The meeting was sponsored by the American Pediatric Society, Society for Pediatric Research, Ambulatory Pediatric Association, and American Academy of Pediatrics.
SAN FRANCISCO — Physicians can administer the live attenuated influenza vaccine marketed as FluMist during the same healthy infant visit in which they administer the measles-mumps-rubella and varicella vaccines, without diminishing the safety or effectiveness of any of the vaccines, according to the results of a phase III trial reported at the annual meeting of the Pediatric Academic Societies.
“There's no interference with the antibody response to the other vaccines given at the same time,” Dr. Terry Nolan said in an interview alongside a poster describing outcomes for 1,245 infants aged 12–15 months in the prospective, placebo-controlled trial.
The study randomized healthy infants at 44 sites in the United States during the months from May to October in 2001 and 2002. Infants also were randomized from November to May in 2001 and 2002 at three additional sites in Australia, where Dr. Nolan is the head of the school of population health at the University of Melbourne.
Investigators used the formulation of FluMist that is currently approved for healthy children and adults aged 5–49 years in the United States. MedImmune Vaccines Inc. of Gaithersburg, Md., manufacturer of FluMist, has announced that it will seek approval of a newer formulation in children as young as 6 months.
The principal change in the new product is that it can be refrigerated—the current formulation must be stored in a freezer—and delivered in a lower dose. MedImmune sponsored Dr. Nolan's trial.
Both FluMist formulations are delivered as an intranasal spray. This gives FluMist an advantage over the trivalent inactivated influenza (TIV) vaccine that is already approved for inoculation of healthy infants, according to Dr. Nolan.
“The vaccine [FluMist] is easier to give to babies because it is not an injection. They don't cry. They love it,” he said. “And it appears to be as effective, if not more effective, than the injected vaccine. So it's a very promising vaccine for the future.”
Dr. Nolan's study randomized infants into three groups:
▸ In Group 1, 411 infants received the measles-mumps-rubella (MMR II) and varicella (Varivax) vaccines and a placebo on the first visit. They were given FluMist on the second and third visits.
▸ In Group 2, 422 infants received MMR-II, Varivax, and FluMist on their first visit. They were given FluMist on the second visit, and a placebo on the third visit.
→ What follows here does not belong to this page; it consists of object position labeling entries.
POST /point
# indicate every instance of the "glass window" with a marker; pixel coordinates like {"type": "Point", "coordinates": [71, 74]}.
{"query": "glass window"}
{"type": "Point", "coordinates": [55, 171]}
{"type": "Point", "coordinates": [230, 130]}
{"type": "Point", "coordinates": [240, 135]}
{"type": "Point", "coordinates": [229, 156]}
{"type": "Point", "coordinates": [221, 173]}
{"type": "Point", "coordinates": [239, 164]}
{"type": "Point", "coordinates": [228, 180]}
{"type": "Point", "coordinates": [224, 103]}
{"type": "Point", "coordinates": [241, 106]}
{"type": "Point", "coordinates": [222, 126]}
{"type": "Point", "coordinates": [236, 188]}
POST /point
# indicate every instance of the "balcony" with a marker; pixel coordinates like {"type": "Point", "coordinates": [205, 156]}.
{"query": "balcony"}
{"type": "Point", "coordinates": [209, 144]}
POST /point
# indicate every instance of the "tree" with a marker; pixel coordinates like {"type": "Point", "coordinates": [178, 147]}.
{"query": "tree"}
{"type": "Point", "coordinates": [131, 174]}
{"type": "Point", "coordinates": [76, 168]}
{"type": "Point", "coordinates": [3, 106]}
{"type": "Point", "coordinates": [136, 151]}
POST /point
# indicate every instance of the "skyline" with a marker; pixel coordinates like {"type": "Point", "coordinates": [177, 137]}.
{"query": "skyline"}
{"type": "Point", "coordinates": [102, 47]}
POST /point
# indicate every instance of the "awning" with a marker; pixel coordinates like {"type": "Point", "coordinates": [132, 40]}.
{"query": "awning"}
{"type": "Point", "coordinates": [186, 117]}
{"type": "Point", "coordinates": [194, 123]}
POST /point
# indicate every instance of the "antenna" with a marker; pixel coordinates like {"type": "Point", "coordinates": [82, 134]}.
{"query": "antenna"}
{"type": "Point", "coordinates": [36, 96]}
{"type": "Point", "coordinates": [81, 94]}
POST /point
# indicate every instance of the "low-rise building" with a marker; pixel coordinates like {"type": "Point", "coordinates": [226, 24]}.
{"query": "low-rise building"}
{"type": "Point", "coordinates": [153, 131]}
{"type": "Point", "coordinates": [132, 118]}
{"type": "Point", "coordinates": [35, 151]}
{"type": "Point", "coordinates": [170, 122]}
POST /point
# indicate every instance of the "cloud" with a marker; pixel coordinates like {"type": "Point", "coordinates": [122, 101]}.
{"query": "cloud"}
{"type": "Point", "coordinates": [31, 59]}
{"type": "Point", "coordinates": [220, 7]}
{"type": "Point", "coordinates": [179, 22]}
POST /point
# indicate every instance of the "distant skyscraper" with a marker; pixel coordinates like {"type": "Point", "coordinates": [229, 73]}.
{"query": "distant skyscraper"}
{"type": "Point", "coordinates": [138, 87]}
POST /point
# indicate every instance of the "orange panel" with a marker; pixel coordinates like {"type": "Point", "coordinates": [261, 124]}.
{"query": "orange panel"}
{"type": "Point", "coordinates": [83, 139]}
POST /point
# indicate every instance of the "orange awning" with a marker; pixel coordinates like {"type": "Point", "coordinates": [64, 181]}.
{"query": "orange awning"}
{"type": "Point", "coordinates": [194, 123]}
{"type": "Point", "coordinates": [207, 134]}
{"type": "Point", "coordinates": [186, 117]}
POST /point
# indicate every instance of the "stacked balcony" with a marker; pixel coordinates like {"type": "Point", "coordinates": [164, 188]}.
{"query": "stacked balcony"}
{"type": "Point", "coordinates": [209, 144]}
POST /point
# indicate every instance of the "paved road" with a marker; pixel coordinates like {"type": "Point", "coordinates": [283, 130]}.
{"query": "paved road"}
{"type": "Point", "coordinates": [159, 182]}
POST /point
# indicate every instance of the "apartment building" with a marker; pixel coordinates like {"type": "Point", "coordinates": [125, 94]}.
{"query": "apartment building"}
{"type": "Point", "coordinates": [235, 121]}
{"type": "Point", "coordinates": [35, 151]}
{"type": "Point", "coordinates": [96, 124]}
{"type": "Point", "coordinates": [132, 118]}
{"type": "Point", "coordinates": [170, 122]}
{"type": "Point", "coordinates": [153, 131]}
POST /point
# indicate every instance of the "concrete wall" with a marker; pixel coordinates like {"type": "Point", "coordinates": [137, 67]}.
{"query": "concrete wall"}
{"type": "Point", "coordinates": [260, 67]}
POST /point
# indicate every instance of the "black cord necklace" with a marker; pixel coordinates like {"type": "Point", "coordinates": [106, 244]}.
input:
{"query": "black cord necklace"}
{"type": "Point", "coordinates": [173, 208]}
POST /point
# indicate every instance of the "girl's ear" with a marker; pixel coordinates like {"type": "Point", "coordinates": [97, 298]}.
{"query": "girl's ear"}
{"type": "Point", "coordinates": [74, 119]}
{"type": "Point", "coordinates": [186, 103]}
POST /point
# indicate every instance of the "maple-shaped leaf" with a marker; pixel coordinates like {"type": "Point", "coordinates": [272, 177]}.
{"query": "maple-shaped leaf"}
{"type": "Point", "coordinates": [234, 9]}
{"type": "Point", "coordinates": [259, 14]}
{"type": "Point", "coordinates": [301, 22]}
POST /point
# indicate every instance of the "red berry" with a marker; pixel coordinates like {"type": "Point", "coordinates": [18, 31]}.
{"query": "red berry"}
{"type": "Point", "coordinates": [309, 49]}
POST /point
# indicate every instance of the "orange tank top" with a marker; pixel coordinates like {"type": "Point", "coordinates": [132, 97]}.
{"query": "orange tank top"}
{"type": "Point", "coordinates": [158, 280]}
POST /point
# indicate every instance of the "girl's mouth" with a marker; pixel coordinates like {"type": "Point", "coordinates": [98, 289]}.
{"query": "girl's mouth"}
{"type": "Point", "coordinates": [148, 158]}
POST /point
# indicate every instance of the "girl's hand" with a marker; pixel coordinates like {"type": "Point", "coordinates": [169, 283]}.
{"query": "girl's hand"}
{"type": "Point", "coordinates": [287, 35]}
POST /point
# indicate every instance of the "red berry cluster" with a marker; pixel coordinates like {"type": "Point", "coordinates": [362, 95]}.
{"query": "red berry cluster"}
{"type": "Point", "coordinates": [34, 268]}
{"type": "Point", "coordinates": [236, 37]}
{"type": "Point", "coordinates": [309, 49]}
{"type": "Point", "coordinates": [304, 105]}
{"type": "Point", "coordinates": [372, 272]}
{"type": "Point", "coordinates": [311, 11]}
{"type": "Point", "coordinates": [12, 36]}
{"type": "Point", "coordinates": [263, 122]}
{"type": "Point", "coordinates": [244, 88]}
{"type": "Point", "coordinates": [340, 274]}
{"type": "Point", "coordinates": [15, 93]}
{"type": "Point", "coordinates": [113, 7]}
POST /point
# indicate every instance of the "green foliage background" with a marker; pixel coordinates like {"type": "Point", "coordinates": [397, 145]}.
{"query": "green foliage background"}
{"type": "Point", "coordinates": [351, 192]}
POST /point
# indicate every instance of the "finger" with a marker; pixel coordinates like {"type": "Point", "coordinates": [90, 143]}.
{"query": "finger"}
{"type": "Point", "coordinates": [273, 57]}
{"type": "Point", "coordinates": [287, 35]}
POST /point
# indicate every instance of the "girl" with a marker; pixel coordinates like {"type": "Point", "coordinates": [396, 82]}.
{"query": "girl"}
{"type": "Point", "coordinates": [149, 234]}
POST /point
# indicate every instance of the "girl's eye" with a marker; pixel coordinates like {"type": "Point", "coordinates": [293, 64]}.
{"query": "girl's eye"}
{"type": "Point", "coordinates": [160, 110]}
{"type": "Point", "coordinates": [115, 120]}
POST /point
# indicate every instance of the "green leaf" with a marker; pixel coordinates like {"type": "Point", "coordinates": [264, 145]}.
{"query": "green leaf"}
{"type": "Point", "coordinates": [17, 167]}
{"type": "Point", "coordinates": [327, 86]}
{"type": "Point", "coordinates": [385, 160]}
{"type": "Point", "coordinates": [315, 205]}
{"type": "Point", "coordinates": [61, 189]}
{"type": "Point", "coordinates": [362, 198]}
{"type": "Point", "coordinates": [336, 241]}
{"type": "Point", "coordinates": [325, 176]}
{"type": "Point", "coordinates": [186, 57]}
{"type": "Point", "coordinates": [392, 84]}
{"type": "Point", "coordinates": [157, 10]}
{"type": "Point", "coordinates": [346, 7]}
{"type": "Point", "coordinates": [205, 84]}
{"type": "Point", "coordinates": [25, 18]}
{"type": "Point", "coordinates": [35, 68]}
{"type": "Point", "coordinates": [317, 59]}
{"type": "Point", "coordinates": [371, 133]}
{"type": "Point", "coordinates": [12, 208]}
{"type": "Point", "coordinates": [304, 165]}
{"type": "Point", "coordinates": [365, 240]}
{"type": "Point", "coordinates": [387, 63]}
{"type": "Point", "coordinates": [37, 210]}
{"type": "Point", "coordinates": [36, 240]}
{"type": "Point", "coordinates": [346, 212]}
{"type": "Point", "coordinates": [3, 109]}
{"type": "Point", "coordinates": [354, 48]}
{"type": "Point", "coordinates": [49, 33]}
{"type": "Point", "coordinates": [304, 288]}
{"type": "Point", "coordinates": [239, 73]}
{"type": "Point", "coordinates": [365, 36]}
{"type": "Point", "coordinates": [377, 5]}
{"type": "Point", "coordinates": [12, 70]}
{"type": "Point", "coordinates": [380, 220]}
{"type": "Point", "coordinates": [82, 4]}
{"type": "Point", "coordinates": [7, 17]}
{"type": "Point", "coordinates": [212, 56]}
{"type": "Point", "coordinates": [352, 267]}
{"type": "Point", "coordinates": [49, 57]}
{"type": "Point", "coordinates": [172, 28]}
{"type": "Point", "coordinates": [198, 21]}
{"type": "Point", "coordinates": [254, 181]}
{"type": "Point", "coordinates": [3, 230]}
▸ In Group 3, the remaining 412 infants received FluMist alone during the first and second visits. They were given MMR II and Varivax on the third visit.
Investigators collected serum samples during office visits on days 0, 42, and 72 of the study. They reported that concurrent administration of FluMist with the other vaccines did not alter seroresponse rates or geometric mean titers to MMR II and Varivax vaccines. Similarly, there was no change in the strain-specific seroconversion rates or geometric mean titers for each of the three vaccine strains in the FluMist vaccine.
A comparison of the first and second groups showed that children in Group 2 who were given concurrent vaccinations had significantly more rhinorrhea and nasal congestion during the following 42 days than did those in Group 1 (84% vs. 78%, respectively). Differences in other reactogenicity events were not statistically significant at 42 days.
During the 10 days after the first dose of FluMist, however, children in Group 2 who were given concomitant vaccinations had significantly more irritability (60% vs. 52%), fever over 101° F (29% vs. 14%), and vomiting (14% vs. 9%) than did children in Group 3 who received FluMist alone.
The most frequently reported adverse events after concurrent vaccination (Group 2) were diarrhea (17%) and otitis media (8%). Nine serious adverse events (including pneumonia, bronchiolitis, croup, viral chest infection and/or bronchospasm) may have been related to the study vaccine.
The investigators concluded that concurrent administration was safe and well tolerated.
The meeting was sponsored by the American Pediatric Society, Society for Pediatric Research, Ambulatory Pediatric Association, and American Academy of Pediatrics.